I have two variables (x and y) that have a somewhat sigmoidal relationship with each other, and I need to find some sort of prediction equation that will enable me to predict the value of y, given any value of x. My prediction equation needs to show the somewhat sigmoidal relationship between the two variables. Therefore, I cannot settle for a linear regression equation that produces a line. I need to see the gradual, curvilinear change in slope that occurs at both the right and left of the graph of the two variables.
I started using numpy.polyfit after googling curvilinear regression and python, but that gave me the awful results you can see if you run the code below. Can anyone show me how to re-write the code below to get the type of sigmoidal regression equation that I want?
If you run the code below, you can see that it gives a downward facing parabola, which is not what the relationship between my variables should look like.
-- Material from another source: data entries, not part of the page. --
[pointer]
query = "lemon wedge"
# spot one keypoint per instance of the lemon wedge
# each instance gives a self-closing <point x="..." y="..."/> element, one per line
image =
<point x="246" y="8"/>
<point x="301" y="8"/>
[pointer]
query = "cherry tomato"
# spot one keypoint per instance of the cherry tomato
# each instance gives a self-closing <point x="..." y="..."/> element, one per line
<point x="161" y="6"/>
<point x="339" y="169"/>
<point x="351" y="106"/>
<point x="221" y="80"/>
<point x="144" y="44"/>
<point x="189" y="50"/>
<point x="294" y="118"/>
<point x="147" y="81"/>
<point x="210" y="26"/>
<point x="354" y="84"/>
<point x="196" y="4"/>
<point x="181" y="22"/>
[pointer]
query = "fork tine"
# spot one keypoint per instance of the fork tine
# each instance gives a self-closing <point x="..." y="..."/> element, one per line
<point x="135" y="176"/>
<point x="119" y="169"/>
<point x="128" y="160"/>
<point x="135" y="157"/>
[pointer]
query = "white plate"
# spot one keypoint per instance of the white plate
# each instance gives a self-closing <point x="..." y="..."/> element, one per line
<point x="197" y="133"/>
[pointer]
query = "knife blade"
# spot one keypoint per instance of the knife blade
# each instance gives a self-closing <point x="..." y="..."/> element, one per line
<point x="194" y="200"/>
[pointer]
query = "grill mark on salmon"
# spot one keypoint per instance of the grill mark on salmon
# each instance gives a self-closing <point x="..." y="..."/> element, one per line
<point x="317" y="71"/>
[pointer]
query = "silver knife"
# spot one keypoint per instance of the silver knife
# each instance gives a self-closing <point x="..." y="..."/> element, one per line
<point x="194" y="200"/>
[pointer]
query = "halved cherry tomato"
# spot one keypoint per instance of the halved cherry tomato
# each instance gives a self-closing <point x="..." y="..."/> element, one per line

Instead, there should be more of a sigmoidal relationship between my two variables, but with a tight fit with the data that I am using in the code below. The data in the code below are means from a large-sample research study, so they pack more statistical power than their five data points might suggest. I do not have the actual data from the large-sample research study, but I do have the means below and their standard deviations(which I am not showing). I would prefer to just plot a simple function with the mean data listed below, but the code could get more complex if complexity would offer substantial improvements.
How can I change my code to show a best fit of a sigmoidal function, preferably using scipy, numpy, and python? Here is the current version of my code, which needs to be fixed:
import numpy as np
import matplotlib.pyplot as plt
# Create numpy data arrays
x = np.array([821,576,473,377,326])
y = np.array([255,235,208,166,157])
# Use polyfit and poly1d to create the regression equation
z = np.polyfit(x, y, 3)
p = np.poly1d(z)
xp = np.linspace(100, 1600, 1500)
pxp=p(xp)
# Plot the results
plt.plot(x, y, '.', xp, pxp, '-')
plt.ylim(140,310)
plt.xlabel('x')
plt.ylabel('y')
plt.grid(True)
plt.show()
EDIT BELOW: (Re-framed the question)
Your response, and its speed, are very impressive. Thank you, unutbu. But, in order to produce more valid results, I need to re-frame my data values. This means re-casting x values as a percentage of the max x value, while re-casting y values as a percentage of the x-values in the original data. I tried to do this with your code, and came up with the following:
import numpy as np
import matplotlib.pyplot as plt
import scipy.optimize
# Create numpy data arrays
'''
# Comment out original data
#x = np.array([821,576,473,377,326])
#y = np.array([255,235,208,166,157])
'''
# Re-calculate x values as a percentage of the first (maximum)
# original x value above
x = np.array([1.000,0.702,0.576,0.459,0.397])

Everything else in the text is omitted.